Quali sono gli ultimi temi che hanno creato migliaia di interazioni? Il matrimonio di Bezos sicuramente.
“Chiaramente il tema del matrimonio, soprattutto nel pubblico femminile, crea una sorta di immedesimazione. E in questo caso c’è anche l’uomo ricco e potente, la location suggestiva… Insomma ci sono stati degli elementi che si prestano molto a commenti. Questi grandi eventi mainstream – penso anche ai funerali di Papa Francesco – che comunque vengono raccontati dai media tradizionali, dal web, dai social, fanno sì che l’utente voglia partecipare con il suo commento, con la sua interazione, con la sua condivisione. Ma pensiamo anche al Festival di Sanremo: in teoria dovrebbe essere un evento ‘vecchio’, invece, grazie ai social è diventato un evento ‘giovane’ perché il pubblico non è solo telespettatore passivo ma può anche commentare. C’è chi si focalizza sulla musica, chi sul messaggio di un’artista chi invece commenta gli outfit. Ognuno trova la sua nicchia a secondo della ‘tribù’ alla quale appartiene”.

Purtroppo c’è anche l’altra faccia della medaglia… Mi riferisco agli hater. Feroci soprattutto con i personaggi pubblici.
“Sì, perché chiaramente c’è un meccanismo di invidia e c’è anche un problema di percezione e di polarizzazione. Io faccio sempre ai miei clienti questo esempio: se stai tenendo un discorso in una sala convegni e di fronte hai, diciamo, mille persone, fra queste ci sarà statisticamente una quota che in pensa che stai dicendo delle sciocchezze ma non te lo verranno mai a dire in faccia. Invece, sui social loro, dato che sono disintermediati, sentono, di poterlo fare. La cosa grave è non saper distinguere tra la critica, che può essere giusta o sbagliata, ma che comunque va accettata, e l’insulto, o la minaccia, e la violenza. E poi, cosa altrettanto grave, non si ha la percezione: molti, e devo dire in particolare i cosiddetti ‘boomer’ pensano che sui social si possa fare tutto senza conseguenze. E ovviamente non è così”.

Partiamo da un dato: in una vostra recentissima ricerca avete evidenziato 16 miliardi di interazioni online in un anno: cosa dicono questi numeri sulla capacità dei social di dettare l’agenda mediatica?
“Sì, questo è un dato molto interessante, perché queste sono state le interazioni registrate in un anno su tutti i social, sul tema news, tutte le notizie dalla cronaca alla politica allo sport. Vorrei sottolineare un aspetto: se si confronta il corpo elettorale – oggi strutturalmente vota più o meno tra il 50 e il 60 per cento degli aventi diritto – con i 44 milioni di utenti mensili dei siti di informazione e con la massa enorme di interazioni, sarebbe necessario trovare una nuova modalità per far partecipare i cittadini alla vita politica. Penso soprattutto alle nuove generazioni, se dessimo loro la possibilità di votare online con lo spid, probabilmente lo farebbero. Credo che sia sbagliato demonizzare le persone che non si recano alle urne, in particolare i giovani, bisogna dare degli strumenti nuovi per partecipare in un modo in cui loro si sentono confident”.

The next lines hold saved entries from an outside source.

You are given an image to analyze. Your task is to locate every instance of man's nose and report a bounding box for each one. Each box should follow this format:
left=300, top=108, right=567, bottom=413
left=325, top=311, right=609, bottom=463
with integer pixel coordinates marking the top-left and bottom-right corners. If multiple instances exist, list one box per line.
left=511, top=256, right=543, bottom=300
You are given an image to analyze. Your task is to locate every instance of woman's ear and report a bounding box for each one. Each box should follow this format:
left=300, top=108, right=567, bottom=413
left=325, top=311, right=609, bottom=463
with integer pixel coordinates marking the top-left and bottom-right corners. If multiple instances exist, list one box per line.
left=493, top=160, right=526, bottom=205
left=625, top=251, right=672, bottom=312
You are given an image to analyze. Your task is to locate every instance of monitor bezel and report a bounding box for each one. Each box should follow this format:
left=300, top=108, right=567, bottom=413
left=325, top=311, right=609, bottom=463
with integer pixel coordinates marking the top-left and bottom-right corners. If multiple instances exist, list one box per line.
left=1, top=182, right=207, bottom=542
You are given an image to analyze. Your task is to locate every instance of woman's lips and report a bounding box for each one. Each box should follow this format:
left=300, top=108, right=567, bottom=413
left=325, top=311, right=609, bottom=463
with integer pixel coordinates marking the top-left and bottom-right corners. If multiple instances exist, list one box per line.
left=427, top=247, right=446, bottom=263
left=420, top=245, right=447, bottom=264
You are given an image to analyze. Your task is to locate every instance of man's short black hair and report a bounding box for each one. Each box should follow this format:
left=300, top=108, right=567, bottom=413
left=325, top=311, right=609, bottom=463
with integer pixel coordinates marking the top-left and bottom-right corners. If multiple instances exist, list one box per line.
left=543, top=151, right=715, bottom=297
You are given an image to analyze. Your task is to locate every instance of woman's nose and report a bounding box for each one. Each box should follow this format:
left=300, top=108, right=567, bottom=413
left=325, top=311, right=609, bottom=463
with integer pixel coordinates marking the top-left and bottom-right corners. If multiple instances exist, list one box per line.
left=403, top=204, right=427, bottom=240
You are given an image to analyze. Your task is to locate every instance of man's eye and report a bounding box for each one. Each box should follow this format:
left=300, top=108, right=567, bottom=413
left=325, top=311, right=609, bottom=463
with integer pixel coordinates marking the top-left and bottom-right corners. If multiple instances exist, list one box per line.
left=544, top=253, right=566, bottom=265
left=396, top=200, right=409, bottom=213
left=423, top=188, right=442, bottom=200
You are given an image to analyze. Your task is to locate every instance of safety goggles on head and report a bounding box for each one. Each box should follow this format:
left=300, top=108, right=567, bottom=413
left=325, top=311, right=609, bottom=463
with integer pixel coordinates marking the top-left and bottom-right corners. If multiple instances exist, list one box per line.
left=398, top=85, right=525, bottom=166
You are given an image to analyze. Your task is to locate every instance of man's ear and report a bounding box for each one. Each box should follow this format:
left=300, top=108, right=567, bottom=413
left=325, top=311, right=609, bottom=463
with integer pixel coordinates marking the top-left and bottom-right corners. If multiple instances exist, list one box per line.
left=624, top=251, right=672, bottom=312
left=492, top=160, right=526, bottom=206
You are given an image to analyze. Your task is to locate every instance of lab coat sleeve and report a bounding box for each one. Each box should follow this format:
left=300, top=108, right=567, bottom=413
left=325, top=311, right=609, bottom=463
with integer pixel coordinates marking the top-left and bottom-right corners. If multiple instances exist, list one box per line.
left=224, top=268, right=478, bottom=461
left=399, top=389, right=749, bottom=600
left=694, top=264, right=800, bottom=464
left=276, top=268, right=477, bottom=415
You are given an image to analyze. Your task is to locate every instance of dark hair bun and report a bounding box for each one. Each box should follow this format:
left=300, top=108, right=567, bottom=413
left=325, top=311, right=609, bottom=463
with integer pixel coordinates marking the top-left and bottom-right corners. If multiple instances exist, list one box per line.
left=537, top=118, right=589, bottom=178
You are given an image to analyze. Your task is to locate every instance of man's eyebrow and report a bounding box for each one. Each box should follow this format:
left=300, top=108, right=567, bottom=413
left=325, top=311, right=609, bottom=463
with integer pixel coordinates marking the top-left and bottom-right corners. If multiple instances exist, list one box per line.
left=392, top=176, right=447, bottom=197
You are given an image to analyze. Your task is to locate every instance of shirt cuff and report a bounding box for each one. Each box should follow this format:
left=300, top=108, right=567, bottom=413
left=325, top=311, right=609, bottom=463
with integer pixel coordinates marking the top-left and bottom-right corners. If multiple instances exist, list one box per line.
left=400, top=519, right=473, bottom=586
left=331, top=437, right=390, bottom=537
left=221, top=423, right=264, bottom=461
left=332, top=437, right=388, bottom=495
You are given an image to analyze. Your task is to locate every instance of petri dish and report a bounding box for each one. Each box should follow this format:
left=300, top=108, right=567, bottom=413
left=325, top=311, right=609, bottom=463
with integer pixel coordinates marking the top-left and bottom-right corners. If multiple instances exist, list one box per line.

Hai da poco dato vita ad un altro progetto, Unita. Di che si tratta?
“Siamo un consorzio formato da cinque agenzie: chi fa comunicazione, chi eventi, chi ufficio a stampa e chi fa invece si occupa di tutta la parte di gadgettistica e allestimento. Cinque realtà italiane, orgogliosi di essere italiani, che finora si sono occupate di clienti privati e che hanno deciso di fare rete per partecipare alle gare di comunicazione pubblica, le gare degli enti, delle società partecipate, nelle regioni, dei ministeri”.